Ophélie Bouchard est actuellement étudiante universitaire à temps plein en agronomie. Dans le cadre de sa formation, elle prévoit s’inscrire à des cours de spécialisation en production avicole, parce qu’elle rêve de pouvoir démarrer un élevage commercial de poules pondeuses un jour, sachant qu’elle ne pourra pas prendre la relève de l’entreprise de ses parents, spécialisée dans la production de pommes de terre au Saguenay. À cette fin, elle avait déjà commencé à monter son dossier de candidature pour le soumettre au programme d’aide au démarrage de 6 000 pondeuses (PAD 6000) de la FPOQ dans quelques années. Or, elle a été surprise d’apprendre que l’organisation planifiait, dès 2026, d’en fermer l’accès aux candidats qui, comme elle, proviennent d’une famille agricole prospère. « On nous demande d’être formés, d’avoir un plan d’affaires et d’être professionnels, mais moi, mes parents sont déjà agriculteurs. C’est un avantage, ça ne serait pas supposé être un inconvénient », déplore-t-elle en entrevue avec La Terre.
Elle rapporte que dans son programme, plusieurs de ses compatriotes partagent cette déception, citant l’exemple d’une amie qui ne peut pas soumettre son dossier au programme parce que son oncle est propriétaire d’une production avicole, alors que ce dernier ne lui donnera jamais de parts de son entreprise.

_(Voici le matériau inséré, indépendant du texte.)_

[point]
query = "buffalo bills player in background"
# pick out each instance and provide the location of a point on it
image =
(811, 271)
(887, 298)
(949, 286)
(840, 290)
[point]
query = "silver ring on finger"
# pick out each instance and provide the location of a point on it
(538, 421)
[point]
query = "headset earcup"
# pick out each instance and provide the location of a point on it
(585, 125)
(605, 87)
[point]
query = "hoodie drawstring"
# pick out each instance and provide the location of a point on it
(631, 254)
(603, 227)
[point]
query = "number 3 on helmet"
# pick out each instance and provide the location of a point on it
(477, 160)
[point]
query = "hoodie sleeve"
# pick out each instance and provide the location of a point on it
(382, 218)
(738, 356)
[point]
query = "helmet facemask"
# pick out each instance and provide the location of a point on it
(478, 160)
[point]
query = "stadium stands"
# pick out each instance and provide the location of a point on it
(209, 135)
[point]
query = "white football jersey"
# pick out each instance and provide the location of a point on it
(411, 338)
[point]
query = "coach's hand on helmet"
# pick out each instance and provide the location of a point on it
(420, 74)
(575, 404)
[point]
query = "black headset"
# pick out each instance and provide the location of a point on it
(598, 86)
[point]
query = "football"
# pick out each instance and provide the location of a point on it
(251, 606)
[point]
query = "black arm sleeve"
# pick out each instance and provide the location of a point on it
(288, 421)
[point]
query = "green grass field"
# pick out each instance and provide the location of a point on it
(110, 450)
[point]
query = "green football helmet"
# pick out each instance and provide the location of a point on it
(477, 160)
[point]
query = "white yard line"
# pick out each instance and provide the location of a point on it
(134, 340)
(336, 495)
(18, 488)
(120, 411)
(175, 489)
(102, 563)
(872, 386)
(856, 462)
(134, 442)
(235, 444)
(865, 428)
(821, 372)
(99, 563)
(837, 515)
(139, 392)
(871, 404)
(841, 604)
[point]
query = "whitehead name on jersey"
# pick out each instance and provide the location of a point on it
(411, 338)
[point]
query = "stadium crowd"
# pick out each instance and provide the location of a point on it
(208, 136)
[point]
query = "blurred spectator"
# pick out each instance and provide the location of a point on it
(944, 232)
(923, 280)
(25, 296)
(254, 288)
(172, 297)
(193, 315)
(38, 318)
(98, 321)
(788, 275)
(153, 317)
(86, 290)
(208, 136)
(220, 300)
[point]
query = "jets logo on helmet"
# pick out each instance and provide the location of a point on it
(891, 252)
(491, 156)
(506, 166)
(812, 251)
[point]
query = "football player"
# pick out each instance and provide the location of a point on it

Selon elle, cette orientation prise par la FPOQ vise à écarter les candidats dont les parents « font assez d’argent avec l’agriculture pour aider leurs enfants à démarrer un projet agricole », dit-elle.
Mais eux [les parents], ils peuvent avoir d’autres enfants à faire vivre, ils ne sont peut-être pas intéressés à financer un autre projet. Et pourtant, je suis bloquée [au programme] à cause d’eux.

Encore sur la planche à dessin
Le président de la FPOQ, Sylvain Lapierre, croit que ces rumeurs qui circulent à propos de la refonte du programme PAD 6000 émanent d’une présentation très embryonnaire du projet qui a été faite aux producteurs dans le cadre des tournées régionales à la fin février. « Mais la refonte est encore sur la planche à dessin; on n’a rien décidé encore », spécifie-t-il.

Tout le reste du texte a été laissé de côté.